One major weakness of the Delta Methylmercury TMDL is that it will not be fully implemented for approximately 20 years – leaving fish consumers and the ecosystem exposed to high levels of methylmercury for another generation. Additionally, fish consumption goals contained in the TMDL are limited to only eight ounces of fish per week even after the TMDL is fully implemented. This is likely far less than is consumed by some who fish in the Delta.
Environmental justice advocates, including tribal representatives and those from the Southeast Asian and African American communities, are disappointed with this target. They have, however, indicated a commitment to work with the State and Regional Water Boards to educate regular consumers of Delta fish and reduce consumption to safe levels. Alexis Strauss, Water Division Director of U.S. EPA Region 9, stated EPA's willingness to support education efforts with financial and technical assistance.
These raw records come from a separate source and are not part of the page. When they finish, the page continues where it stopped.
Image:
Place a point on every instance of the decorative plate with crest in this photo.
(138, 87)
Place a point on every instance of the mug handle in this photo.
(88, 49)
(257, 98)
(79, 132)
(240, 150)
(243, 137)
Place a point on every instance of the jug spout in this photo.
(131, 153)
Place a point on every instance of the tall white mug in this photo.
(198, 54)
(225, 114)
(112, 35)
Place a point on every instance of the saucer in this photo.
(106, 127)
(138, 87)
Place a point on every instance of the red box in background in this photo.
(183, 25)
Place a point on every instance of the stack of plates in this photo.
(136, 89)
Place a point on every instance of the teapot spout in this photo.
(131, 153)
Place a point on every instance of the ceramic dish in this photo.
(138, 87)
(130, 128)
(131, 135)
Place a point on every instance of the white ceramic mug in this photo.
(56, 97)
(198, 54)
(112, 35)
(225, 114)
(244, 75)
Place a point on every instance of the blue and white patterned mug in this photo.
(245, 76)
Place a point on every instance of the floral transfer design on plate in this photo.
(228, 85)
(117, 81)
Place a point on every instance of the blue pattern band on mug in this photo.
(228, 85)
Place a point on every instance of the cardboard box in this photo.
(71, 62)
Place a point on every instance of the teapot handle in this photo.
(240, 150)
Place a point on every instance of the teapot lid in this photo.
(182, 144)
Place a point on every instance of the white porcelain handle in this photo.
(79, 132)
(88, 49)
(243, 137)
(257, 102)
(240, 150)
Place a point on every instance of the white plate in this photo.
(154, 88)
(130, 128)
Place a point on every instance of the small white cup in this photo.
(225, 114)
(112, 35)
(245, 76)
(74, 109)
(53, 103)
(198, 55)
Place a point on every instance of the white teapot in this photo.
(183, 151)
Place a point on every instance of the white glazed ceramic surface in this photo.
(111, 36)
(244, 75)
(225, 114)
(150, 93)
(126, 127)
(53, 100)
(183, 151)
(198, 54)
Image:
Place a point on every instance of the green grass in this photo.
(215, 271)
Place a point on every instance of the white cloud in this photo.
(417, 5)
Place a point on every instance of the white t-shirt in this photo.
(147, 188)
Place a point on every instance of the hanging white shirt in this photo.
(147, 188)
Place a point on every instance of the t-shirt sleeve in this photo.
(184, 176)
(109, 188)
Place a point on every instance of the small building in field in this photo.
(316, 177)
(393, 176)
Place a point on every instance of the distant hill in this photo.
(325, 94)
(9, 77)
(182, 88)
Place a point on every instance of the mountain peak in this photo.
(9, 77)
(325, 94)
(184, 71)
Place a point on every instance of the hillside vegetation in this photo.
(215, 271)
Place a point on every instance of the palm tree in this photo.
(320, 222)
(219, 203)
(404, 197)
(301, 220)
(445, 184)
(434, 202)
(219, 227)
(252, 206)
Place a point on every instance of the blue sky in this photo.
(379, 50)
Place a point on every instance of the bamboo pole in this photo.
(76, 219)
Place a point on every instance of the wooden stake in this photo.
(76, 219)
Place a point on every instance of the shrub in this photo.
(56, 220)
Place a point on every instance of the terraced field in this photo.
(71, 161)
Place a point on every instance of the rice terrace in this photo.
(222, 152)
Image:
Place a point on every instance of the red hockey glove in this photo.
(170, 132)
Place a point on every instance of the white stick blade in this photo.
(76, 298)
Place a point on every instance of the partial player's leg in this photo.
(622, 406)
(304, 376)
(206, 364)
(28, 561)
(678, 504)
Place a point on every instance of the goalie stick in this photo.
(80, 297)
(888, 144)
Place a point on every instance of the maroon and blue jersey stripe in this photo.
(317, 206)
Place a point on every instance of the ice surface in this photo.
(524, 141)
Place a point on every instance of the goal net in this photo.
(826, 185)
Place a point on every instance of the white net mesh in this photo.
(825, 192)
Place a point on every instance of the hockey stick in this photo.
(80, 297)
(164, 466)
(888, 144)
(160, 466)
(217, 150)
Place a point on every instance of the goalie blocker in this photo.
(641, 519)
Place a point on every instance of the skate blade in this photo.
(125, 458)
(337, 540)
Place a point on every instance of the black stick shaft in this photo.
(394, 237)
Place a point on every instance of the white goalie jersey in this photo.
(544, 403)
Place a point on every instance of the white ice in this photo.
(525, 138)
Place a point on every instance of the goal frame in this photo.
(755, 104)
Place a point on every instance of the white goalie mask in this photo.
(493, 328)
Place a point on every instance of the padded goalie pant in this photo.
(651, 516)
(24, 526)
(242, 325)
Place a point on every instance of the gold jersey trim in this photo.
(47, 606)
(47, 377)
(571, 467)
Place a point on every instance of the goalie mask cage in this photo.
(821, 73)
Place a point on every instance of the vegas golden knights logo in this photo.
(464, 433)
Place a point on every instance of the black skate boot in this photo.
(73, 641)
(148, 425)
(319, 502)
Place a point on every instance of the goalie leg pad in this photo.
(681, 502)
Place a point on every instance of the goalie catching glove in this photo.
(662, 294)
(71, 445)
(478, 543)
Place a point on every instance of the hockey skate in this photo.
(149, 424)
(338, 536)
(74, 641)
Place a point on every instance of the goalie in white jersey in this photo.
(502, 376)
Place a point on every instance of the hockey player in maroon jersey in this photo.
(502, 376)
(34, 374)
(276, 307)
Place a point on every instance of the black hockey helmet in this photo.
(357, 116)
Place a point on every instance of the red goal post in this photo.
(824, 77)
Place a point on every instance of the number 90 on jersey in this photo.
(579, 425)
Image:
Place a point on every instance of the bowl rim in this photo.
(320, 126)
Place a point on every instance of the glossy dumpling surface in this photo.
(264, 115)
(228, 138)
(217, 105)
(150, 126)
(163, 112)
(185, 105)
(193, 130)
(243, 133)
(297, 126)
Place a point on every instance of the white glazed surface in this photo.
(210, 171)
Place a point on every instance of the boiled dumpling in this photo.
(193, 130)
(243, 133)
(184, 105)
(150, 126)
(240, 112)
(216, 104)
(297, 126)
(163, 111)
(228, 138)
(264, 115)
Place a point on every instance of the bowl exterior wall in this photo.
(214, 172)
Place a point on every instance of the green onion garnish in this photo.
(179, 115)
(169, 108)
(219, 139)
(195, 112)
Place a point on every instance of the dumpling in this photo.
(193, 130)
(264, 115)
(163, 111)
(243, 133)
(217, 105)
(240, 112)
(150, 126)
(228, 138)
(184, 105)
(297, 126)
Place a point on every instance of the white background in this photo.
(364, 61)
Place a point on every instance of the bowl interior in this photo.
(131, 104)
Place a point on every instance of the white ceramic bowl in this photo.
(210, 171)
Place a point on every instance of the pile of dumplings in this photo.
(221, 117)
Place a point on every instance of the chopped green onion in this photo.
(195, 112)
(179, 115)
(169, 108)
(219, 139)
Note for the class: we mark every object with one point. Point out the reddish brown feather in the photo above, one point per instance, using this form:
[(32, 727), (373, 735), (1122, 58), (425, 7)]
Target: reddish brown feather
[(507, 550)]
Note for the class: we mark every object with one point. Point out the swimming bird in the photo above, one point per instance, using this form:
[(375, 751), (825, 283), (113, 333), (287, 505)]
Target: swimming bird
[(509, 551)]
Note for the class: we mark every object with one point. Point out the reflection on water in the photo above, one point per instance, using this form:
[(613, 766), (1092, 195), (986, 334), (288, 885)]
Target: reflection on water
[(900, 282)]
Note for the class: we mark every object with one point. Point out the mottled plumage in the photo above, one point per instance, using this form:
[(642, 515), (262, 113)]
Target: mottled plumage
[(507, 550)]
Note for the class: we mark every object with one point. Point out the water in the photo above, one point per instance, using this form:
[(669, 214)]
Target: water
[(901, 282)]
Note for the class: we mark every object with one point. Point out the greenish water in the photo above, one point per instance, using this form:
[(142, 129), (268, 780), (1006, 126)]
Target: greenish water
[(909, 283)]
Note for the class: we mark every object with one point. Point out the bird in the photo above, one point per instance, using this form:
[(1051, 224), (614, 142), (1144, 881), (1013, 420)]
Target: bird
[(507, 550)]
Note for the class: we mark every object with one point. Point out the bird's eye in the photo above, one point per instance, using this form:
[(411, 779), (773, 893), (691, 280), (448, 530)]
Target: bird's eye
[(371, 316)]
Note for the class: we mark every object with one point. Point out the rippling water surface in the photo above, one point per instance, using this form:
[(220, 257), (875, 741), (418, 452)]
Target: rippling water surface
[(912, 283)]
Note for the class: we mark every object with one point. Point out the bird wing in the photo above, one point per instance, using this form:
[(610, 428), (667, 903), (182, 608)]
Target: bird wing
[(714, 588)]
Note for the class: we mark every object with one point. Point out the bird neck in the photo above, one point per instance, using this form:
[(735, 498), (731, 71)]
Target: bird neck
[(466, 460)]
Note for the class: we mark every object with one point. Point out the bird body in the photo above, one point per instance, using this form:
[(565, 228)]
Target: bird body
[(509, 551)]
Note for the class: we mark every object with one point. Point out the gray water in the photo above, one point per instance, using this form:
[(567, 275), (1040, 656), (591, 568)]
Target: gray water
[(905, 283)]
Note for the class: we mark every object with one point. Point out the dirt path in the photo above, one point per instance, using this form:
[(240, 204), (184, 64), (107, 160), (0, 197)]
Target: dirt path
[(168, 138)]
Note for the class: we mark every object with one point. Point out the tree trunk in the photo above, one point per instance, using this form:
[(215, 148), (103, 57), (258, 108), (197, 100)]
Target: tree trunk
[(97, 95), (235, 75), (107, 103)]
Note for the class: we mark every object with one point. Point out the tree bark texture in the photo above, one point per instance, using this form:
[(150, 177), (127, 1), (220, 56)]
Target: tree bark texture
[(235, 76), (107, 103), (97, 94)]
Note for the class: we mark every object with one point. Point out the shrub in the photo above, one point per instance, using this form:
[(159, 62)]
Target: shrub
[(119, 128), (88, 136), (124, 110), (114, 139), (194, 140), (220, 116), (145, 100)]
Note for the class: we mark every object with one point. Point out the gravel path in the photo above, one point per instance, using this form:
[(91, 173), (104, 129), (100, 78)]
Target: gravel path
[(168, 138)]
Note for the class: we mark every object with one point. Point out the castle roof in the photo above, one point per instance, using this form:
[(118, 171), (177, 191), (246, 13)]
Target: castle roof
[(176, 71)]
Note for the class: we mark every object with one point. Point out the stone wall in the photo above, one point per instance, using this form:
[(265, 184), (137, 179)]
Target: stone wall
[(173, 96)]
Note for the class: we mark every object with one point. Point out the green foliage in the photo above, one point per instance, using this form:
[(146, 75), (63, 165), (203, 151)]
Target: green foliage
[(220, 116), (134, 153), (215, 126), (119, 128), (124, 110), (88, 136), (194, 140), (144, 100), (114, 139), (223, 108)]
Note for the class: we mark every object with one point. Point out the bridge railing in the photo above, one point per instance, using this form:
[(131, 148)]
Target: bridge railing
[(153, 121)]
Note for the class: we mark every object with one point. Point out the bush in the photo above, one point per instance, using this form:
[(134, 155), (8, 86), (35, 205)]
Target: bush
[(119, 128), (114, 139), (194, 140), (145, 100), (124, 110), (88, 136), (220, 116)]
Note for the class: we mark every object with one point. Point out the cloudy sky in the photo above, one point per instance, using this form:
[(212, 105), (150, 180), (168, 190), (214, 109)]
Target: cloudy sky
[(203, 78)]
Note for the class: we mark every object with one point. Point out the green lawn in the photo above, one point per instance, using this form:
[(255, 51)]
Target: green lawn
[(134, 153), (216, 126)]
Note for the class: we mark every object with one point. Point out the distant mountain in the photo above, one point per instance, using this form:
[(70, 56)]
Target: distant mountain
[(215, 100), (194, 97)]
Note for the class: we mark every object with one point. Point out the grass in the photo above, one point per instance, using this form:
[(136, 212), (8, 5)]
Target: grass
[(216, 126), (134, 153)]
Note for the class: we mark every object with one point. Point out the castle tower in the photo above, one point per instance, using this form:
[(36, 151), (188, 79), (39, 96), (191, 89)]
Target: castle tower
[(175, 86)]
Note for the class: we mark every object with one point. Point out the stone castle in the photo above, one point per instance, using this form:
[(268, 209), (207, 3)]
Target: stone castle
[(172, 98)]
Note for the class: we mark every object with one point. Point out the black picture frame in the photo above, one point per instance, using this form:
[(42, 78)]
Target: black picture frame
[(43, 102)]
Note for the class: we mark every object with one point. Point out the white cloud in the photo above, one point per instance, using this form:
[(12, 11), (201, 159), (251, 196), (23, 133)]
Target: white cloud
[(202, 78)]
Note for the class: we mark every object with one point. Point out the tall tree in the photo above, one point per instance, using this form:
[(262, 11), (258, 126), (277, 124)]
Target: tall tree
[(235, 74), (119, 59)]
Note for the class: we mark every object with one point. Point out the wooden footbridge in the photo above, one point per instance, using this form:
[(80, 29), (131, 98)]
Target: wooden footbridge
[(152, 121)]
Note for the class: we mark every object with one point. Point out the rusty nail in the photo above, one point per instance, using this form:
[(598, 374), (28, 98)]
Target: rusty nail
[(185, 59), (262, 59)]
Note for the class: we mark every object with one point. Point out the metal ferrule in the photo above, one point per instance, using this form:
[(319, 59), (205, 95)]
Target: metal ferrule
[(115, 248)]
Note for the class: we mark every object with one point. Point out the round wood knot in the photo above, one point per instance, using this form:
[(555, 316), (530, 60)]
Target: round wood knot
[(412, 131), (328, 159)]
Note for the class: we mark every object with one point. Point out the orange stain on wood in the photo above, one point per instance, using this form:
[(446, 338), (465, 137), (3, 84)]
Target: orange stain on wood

As with many of California's water problems, many realize that the issue of mercury contamination is a persistent and important problem, yet few are willing to take on the burden of paying for the remedies.
John Herrick from the South Delta Water Agency, which primarily represents farmers in the South Delta, felt his constituents were being forced to spend a disproportionate amount on long-term monitoring, since their operations possibly contribute only about 2% of the methylmercury found in the Delta.
An attorney from the Department of Water Resources (DWR), the state agency that manages water conveyance and flood control throughout the state, made the bold assertion that the open water load allocation for methylmercury should be completely removed. They believe that because DWR’s operations do not result in direct discharges of methylmercury to the Yolo Bypass and Delta, then they should not be held accountable for monitoring and mitigation of the problem.
Members of the State Water Board, however, recognized that DWR's management operations contribute to the transformation of mercury to methylmercury, and they were not swayed by the argument that DWR’s customers – many of which are located in Southern California – should not bear the burden of this problem. Board members indicated that this is a statewide problem and everyone that benefits from the Delta should contribute towards monitoring and the long-term remedies.
Baykeeper agrees with this position and will continue to advocate for mercury reductions throughout the San Francisco Bay and Delta Estuary. Controlling mercury is a key step toward the long-term restoration of the estuary and its once vibrant fisheries.